Monday, November 29, 2021

Sequoia Maner's Tupac and Prince Poems

For many decades, going back at the very least to Paul Laurence Dunbar, Langston Hughes, and Sterling Brown, black poets highlighted black musicians in their works. During the 1960s and 1970s, the Black Arts era, poets became particularly interested in producing works on these cultural figures, composing works on Billie Holiday, Aretha Franklins, James Brown, several jazz musicians, and most notably John Coltrane. 

In her poetry chapbook, Little Girl Blue (2021), Sequoia Maner's Tupac and Prince poems extend the many works we've seen on black musicians. Her poem "Epistle" for and to Tupac reads as a letter with her communicating to the subject about where he came from and his movements across his career. "You are scattered like jazz across these states" and "You are the ring shout of a radical tradition," and later "You are the sound a ghost makes when it returns to a body." 

We're getting to look over the poet's subject as she communicates with Tupac. We're moving along with Tupac as he is reminded about his significance.

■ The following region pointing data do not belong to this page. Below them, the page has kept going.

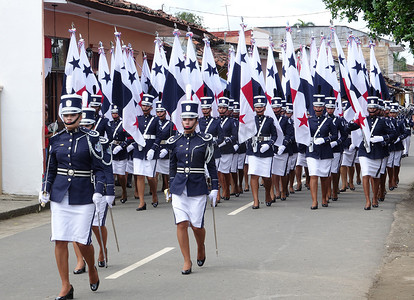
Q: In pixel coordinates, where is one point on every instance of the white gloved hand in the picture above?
(97, 198)
(130, 148)
(377, 139)
(213, 197)
(163, 153)
(44, 197)
(281, 150)
(264, 148)
(319, 141)
(109, 200)
(150, 154)
(117, 149)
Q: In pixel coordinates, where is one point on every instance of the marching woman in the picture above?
(74, 183)
(372, 160)
(319, 154)
(190, 151)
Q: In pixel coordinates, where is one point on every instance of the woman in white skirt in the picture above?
(190, 151)
(75, 159)
(372, 160)
(319, 154)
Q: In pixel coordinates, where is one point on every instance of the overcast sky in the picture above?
(256, 13)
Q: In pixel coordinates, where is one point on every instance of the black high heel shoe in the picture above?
(94, 286)
(80, 271)
(69, 295)
(144, 207)
(186, 272)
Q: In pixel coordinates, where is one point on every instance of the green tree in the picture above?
(384, 17)
(302, 23)
(190, 17)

Maner's practice of speaking directly to her subject of course took me back to Dunbar's Douglass, where he's talking directly to his subject. Who knew that Dunbar and now Maner could speak, through poems, to those whom we assumed were dead? 

And listen, Maner keeps going. Part one of her Tupac epistolary poem looks somewhat like a conventional poem with short lines and phrasings. Part two appears more like a conventional letter, and then Part three, "a resurrection recipe" appears as a list of ingredients. Look, this ain't your everyday elegy, is it? 

And then still, her "The Day Prince Died" poem does something else. Here, the poet discusses the many actions and changes someone went through when Prince passed away. Maner writes, "the day Prince died she devolved n2 muteness" and on that day, she "wander-wondered / danced profusely" later still "she married a man / she married a woman / she was always alone." 

I really valued how this poem got me thinking about tributes and elegies in a way that I had not really considered enough. What happens to an individual person when a major musician dies? What changes are prompted when we lose public figures? What movements do we do, and what interactions do we end up having? Maner's poems had me wander-wondering.